All four musical numbers, written by Hans May with lyrics by Jean Gilbert, feature Eggerth’s operatic voice, in particular in Eggerth and Kohlmann’s dueling duet, “The Groom’s Widow,” where each claims to be the true heir. The film seemingly begins in a classroom, where the students sing “ABC, Love doesn’t hurt,” the number morphing into a cabaret stage when the students tear off their frocks to dance; a final chorus /curtain call reprises the opening Schlager, “My Heart is a Salon for Beautiful Women.” The film’s broad comedy involves not only a war between the romantic leads, but also the intrusion of Fay’s uncouth, petit bourgeois parents, who immediately move into George’s mansion, featuring a stiff and anal-retentive butler, and a police detective who solves crimes through séances, a parody of Dr. Mabuse. Mashed into the discontinuous action are other genres: George and Bill believe they are seeing ghosts, a parody of ghost/horror films; when George’s valuables are stolen from his safe because Fay gets distracted, Fay is falsely accused, the plot briefly turns into a Hitchcokian crime drama; not surprising, given that scriptwriter Walter Mycroft, wrote Hitchcock’s Murder (1930), and co-scriptwriter Frederick J. Jackson started his career at Lubin in 1915.

Richard Eichberg

One of Eggerth’s favorite composers, Hans May, wrote songs for five Eggerth films before he and lyricist Jean Gilbert were forced into exile in 1933; cameraman Heinrich Gärtner and scriptwriter Károly Nóti also fled the Nazis. Despite the Propaganda Ministry’s ideological prohibitions against “Jewish” film operettas, Marta Eggert continued starring in no less than twelve musicals (not counting seven English, Italian, and French versions); surprisingly, but typical for crass Nazi opportunism, many of the films were financed by Jewish producers from Austria. They were distributed throughout the Reich, in the rest of Europe, and in South America.  The actress’s blonde curls, her Hungarian star image, and the fact that the Reich needed the hard currency certainly impacted Goebbels’ decision to approve Eggerth’s films. Hungarian actresses, like Eggerth (and before 1933 Gitta Alpar), but also so-called “Aryans,” like Marika Rökk, Hilde von Stolz, and Käthe von Nagy, gave Nazi cinema an international flair, thus normalcy, when out in the street life was anything but normal for Jews and non-white people.  

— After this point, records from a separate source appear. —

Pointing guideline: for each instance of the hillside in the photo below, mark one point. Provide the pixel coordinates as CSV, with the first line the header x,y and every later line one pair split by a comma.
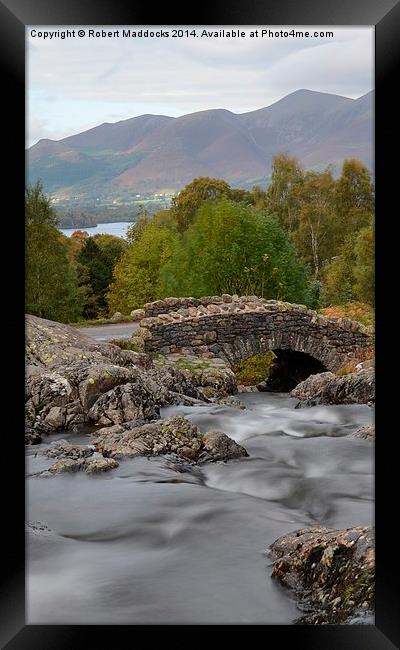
x,y
155,153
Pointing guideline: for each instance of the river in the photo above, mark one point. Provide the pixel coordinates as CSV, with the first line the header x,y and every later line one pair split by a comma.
x,y
119,229
146,543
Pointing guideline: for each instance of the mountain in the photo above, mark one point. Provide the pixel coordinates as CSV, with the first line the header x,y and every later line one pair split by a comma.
x,y
156,153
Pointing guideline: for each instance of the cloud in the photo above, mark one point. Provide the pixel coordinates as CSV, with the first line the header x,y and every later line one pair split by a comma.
x,y
75,83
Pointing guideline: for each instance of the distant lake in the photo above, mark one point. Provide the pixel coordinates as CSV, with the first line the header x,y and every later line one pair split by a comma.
x,y
118,229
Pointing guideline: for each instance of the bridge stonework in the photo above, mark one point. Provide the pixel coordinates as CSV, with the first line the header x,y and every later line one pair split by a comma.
x,y
234,328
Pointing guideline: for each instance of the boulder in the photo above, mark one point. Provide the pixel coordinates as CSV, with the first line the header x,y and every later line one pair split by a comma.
x,y
173,435
89,466
211,377
138,314
62,449
366,433
332,572
72,380
124,403
328,388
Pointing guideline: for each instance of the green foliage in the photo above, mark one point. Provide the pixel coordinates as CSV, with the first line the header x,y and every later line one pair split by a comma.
x,y
51,289
97,258
136,274
188,201
354,200
255,369
319,213
233,248
287,175
350,275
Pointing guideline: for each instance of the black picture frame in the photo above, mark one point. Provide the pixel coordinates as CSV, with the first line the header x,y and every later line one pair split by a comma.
x,y
14,16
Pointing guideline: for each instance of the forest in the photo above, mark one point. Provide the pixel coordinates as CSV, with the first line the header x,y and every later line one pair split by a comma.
x,y
307,238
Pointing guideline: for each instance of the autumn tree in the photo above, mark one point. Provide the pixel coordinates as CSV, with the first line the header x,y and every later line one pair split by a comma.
x,y
136,274
349,276
51,285
97,259
317,227
233,248
187,202
281,196
354,197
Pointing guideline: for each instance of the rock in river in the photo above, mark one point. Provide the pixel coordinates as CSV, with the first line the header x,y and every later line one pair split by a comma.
x,y
175,435
72,380
332,572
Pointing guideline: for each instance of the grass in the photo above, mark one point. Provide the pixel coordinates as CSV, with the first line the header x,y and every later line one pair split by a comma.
x,y
100,321
358,311
127,344
255,369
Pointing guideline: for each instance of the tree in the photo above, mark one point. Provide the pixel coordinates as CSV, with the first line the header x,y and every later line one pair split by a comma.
x,y
364,271
51,286
281,196
136,274
97,259
354,200
185,205
316,230
233,248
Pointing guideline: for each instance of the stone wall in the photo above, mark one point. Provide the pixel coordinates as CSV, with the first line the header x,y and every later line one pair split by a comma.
x,y
237,329
167,305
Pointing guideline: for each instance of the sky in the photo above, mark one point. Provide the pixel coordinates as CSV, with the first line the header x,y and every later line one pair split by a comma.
x,y
76,83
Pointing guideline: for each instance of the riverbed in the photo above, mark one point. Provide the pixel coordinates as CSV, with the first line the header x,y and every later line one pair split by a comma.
x,y
155,541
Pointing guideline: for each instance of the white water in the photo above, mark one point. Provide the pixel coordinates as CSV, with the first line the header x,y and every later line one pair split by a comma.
x,y
147,543
119,229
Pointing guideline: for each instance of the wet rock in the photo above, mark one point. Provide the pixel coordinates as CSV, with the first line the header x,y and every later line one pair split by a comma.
x,y
62,449
87,465
97,465
65,465
247,389
366,433
32,437
332,572
73,380
232,402
211,377
49,345
138,314
328,388
218,446
124,403
174,435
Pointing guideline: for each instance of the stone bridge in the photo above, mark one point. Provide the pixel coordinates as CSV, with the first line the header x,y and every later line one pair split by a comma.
x,y
235,328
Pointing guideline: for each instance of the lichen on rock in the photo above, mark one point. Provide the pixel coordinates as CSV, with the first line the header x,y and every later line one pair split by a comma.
x,y
332,572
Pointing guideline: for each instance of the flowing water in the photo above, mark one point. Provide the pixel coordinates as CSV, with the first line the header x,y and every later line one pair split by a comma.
x,y
151,542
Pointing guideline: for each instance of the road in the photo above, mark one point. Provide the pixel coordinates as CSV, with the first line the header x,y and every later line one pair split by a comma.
x,y
107,332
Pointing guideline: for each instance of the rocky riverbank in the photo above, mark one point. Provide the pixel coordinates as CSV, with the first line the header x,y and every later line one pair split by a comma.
x,y
327,388
74,382
332,573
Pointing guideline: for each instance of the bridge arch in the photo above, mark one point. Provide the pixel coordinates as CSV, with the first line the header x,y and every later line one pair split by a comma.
x,y
235,328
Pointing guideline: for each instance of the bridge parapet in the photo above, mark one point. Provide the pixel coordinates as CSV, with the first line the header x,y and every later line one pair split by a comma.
x,y
236,329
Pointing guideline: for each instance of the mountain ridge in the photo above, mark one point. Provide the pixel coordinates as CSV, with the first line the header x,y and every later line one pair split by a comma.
x,y
153,153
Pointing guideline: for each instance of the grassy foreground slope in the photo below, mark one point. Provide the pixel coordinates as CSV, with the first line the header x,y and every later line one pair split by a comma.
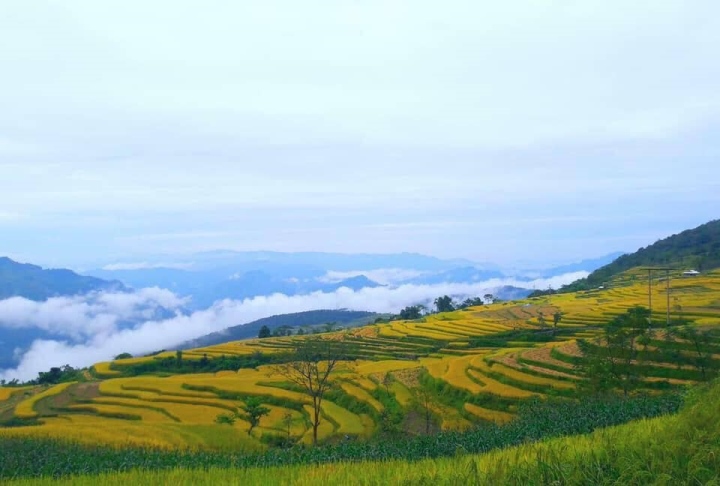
x,y
681,449
477,365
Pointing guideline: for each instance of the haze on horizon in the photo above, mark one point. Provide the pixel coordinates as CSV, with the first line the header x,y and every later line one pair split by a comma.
x,y
498,132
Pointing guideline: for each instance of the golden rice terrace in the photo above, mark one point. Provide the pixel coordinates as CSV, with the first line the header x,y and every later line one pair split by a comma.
x,y
467,368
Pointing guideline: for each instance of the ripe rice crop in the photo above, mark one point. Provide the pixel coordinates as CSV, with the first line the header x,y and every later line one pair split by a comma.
x,y
26,408
361,395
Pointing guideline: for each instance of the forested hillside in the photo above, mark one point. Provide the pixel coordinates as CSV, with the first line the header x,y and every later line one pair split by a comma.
x,y
297,319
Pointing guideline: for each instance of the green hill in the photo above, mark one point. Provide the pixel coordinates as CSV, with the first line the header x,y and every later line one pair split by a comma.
x,y
36,283
697,248
342,317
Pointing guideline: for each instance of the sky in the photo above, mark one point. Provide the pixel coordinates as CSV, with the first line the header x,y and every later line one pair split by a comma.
x,y
505,132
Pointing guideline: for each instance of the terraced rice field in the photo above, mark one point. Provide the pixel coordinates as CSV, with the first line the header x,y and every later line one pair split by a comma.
x,y
479,352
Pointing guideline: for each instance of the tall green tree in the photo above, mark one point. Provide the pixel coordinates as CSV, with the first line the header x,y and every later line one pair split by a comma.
x,y
264,332
254,411
444,304
611,361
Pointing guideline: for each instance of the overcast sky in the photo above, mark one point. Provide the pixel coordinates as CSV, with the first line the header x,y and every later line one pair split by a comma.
x,y
498,131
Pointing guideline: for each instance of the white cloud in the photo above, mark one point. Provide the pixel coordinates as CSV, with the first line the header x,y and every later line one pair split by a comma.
x,y
92,319
384,276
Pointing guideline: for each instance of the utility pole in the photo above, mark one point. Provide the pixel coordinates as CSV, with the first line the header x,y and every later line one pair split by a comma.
x,y
667,291
650,290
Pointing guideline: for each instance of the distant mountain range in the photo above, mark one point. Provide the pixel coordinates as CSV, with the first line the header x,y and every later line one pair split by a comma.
x,y
212,276
342,318
36,283
697,248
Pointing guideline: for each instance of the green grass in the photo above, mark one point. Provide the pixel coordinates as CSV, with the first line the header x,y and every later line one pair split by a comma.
x,y
681,449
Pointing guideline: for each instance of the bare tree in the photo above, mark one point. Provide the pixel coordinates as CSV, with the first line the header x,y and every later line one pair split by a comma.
x,y
424,398
314,359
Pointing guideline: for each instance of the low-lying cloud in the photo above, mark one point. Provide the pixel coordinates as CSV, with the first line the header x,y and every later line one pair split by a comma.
x,y
383,276
92,323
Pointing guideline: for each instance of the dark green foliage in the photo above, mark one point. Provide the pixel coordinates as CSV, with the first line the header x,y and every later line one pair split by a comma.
x,y
226,419
254,410
444,304
698,248
38,457
411,312
613,362
298,319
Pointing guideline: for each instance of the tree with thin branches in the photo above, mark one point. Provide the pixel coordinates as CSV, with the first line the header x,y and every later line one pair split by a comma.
x,y
313,361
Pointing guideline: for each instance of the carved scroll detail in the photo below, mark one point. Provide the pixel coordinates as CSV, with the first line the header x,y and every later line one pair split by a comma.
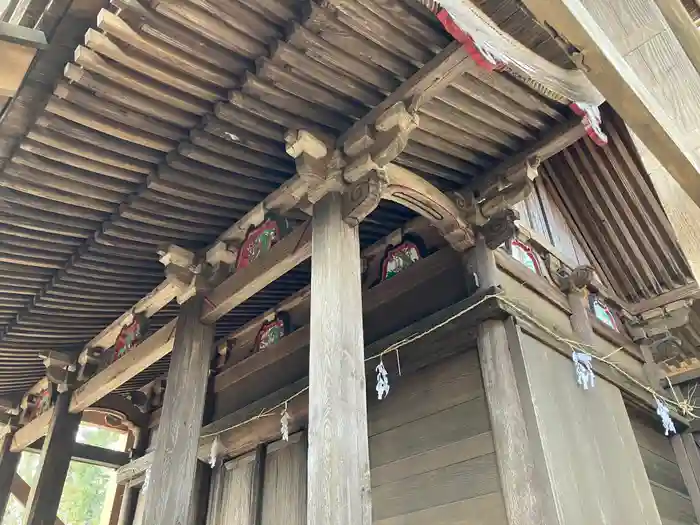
x,y
364,196
417,194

Operetta composer Franz Lehar’s work was also banned by Goebbels, however, the composer received special dispensation to write Eggerth’s Der Zarewitsch (1933, Viktor Jansen), The Whole World Revolves Around Love (1935, Viktor Tourjansky) and  Where the Lark Sings (1936, Karel Lamac). Martha Eggerths subsequent films in the Third Reich (until she left in 1938) mixed musicals with other genres, including Douglas Sirk’s The Court Concert (1936. 

Kiepura and Eggerth on Paris train to Cherbourg in 1937

It was on the set of My Heart is Calling You (1934, Carmine Gallone) that Eggerth met and fell in love with the Polish operatic tenor, Jan Kiepura. They married in 1936. When he received a contract to the New York Met, Eggerth moved to New York, where she continued her stage career. During the war she appeared in only two films, both Judy Garland musicals, which she personally hated, no longer the star. After the war, she and Kiepura starred in three European filmed operettas, including The Land of Smiles (1952), but maintained their New York residence until Marta died at 101 years in 2013.